NEW YORK (Reuters) - Standard & Poor’s said on Thursday write-downs for large financial institutions on subprime debt are likely past the halfway mark, but could still hit $285 billion.
S&P’s estimate of write-downs was up from the $265 billion figure it published in January, but the credit ratings agency said an end to subprime write-downs was in sight.
“The positive news is that, in our opinion, the global financial sector appears to have already disclosed the majority of valuation write-downs of subprime asset-backed securities,” S&P credit analyst Scott Bugie said in a report.
More write-downs could be in store outside the subprime sector, however, S&P cautioned.
S&P’s statement gave a boost to financial stocks and helped Wall Street indexes pare losses.
The Amex Securities Broker/Dealer index .XBD, which includes investment banks and brokerages, shed nearly 5 percent before the report. It ended up 1.0 percent.
“We believe that the largest players, such as Merrill Lynch & Co Inc MER.N and Citigroup Inc (C.N), have rigorously and conservatively valued their exposures to subprime asset-backed securities such that most of the damage should be behind them,” S&P said.
S&P also said some subprime mortgage write-downs are larger than any reasonable estimate of actual losses.
Shares of Lehman Brothers Holdings Inc LEH.N, down nearly 5 percent before the S&P report, reversed those losses and ended up 2.3 percent $45.99.
Shares of Merrill Lynch, which had been down 2.5 percent, ended up 2.98 percent.
Some market players may have misread S&P’s report, however, said Daniel Alpert, managing director at Westwood Capital, a New York investment bank specializing in securitization.
The report deals only with expected losses on subprime debt, but that is only about 8 percent of the $11 trillion of total residential mortgage debt outstanding, Alpert said in an e-mail.
“The current crisis, of course, is no longer a subprime crisis,” he said, noting that a growing percentage of home foreclosures are coming from outside the subprime sector.
Mike Kagawa, portfolio manager at Payden & Rygel in Los Angeles, said he was surprised S&P said the end may be nearing for write-downs on subprime mortgages. “They must be seeing something I‘m not,” he said. “I just don’t see it.”

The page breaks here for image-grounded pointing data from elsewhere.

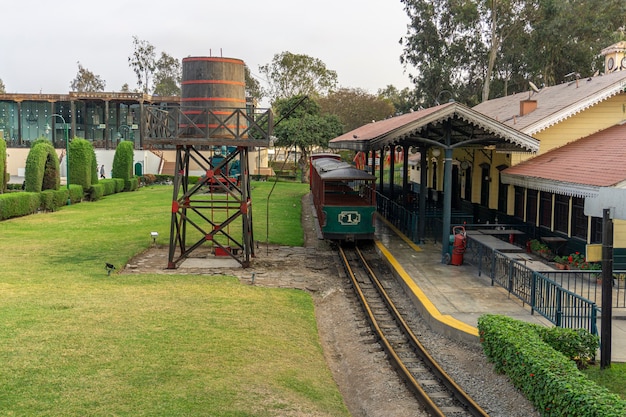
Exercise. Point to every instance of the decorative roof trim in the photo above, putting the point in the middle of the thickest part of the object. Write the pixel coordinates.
(468, 115)
(551, 186)
(576, 108)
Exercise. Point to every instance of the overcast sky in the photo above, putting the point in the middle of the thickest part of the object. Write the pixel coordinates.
(42, 40)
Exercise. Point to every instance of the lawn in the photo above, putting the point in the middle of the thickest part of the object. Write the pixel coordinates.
(76, 342)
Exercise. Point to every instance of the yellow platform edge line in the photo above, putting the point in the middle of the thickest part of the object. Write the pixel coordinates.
(428, 305)
(400, 234)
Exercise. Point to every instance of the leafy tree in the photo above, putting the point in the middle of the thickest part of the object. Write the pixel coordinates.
(355, 107)
(403, 101)
(302, 125)
(143, 62)
(168, 76)
(81, 155)
(479, 49)
(292, 75)
(253, 87)
(86, 81)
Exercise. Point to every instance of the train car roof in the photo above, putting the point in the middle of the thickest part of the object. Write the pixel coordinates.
(332, 169)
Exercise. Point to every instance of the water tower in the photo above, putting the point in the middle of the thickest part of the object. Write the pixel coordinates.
(212, 131)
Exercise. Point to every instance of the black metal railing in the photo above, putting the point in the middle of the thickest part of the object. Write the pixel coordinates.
(543, 295)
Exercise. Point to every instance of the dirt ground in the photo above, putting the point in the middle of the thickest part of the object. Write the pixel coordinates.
(368, 384)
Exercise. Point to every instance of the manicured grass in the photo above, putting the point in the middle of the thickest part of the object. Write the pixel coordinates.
(613, 378)
(74, 341)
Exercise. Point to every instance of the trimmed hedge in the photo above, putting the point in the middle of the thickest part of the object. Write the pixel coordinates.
(42, 167)
(18, 204)
(96, 192)
(119, 184)
(4, 175)
(109, 185)
(76, 193)
(549, 379)
(52, 200)
(132, 184)
(123, 161)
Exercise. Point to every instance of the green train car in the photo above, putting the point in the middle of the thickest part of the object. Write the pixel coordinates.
(344, 199)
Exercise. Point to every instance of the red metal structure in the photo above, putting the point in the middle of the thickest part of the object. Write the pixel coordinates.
(212, 115)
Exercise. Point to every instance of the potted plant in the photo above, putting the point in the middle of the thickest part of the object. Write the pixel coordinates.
(540, 249)
(575, 260)
(561, 262)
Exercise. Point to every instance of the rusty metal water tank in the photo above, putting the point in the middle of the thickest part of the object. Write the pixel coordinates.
(213, 88)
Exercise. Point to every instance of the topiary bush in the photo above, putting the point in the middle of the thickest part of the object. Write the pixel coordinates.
(76, 193)
(96, 192)
(51, 200)
(550, 380)
(81, 157)
(42, 167)
(18, 204)
(119, 184)
(4, 175)
(123, 162)
(108, 185)
(95, 175)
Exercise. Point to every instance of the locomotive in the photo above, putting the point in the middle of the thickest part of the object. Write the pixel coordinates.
(344, 198)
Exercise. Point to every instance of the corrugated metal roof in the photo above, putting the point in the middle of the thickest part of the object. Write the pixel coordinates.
(555, 103)
(332, 169)
(578, 168)
(467, 128)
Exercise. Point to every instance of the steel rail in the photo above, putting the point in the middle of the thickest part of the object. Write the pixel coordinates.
(469, 406)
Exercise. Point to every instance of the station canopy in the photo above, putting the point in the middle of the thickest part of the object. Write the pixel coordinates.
(450, 126)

Financial institutions globally have already taken about $150 billion of subprime-related write-downs, S&P estimated. The write-downs have taken a major toll on banks’ balance sheets, making them reluctant to extend credit and triggering a chain reaction of margin calls and forced selling across an array of markets.

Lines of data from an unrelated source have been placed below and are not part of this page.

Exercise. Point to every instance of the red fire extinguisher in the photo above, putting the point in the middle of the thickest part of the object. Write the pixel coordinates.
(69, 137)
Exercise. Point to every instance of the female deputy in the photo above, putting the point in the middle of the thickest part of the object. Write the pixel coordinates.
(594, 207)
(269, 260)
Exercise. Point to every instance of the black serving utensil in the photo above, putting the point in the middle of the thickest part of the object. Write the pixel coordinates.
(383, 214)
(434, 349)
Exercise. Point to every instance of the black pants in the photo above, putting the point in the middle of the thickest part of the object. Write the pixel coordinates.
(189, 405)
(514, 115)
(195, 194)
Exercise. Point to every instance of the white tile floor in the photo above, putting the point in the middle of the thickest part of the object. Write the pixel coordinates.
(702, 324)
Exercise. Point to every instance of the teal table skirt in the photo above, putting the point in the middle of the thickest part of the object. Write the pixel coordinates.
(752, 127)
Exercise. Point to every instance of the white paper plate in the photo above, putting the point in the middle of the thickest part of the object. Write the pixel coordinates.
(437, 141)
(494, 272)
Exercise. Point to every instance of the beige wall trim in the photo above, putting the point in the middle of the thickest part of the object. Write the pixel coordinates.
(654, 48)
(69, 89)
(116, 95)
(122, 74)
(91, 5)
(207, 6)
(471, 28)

In the latest fallout, a fund affiliated with buyout firm Carlyle Group said late on Wednesday its lenders were likely to seize its remaining assets after it defaulted on about $16.6 billion of debt.
S&P noted that the positive impact of subprime disclosures and write-downs is offset by worsening U.S. housing and credit markets. For details, see [nN13300839].
“A major repricing of credit risk is taking place across the debt markets, with credit spreads having further widened in most segments since the beginning of 2008,” S&P said. If spreads remain wide, financial institutions could suffer more write-downs beyond the subprime sector, such as in leveraged loans, S&P said.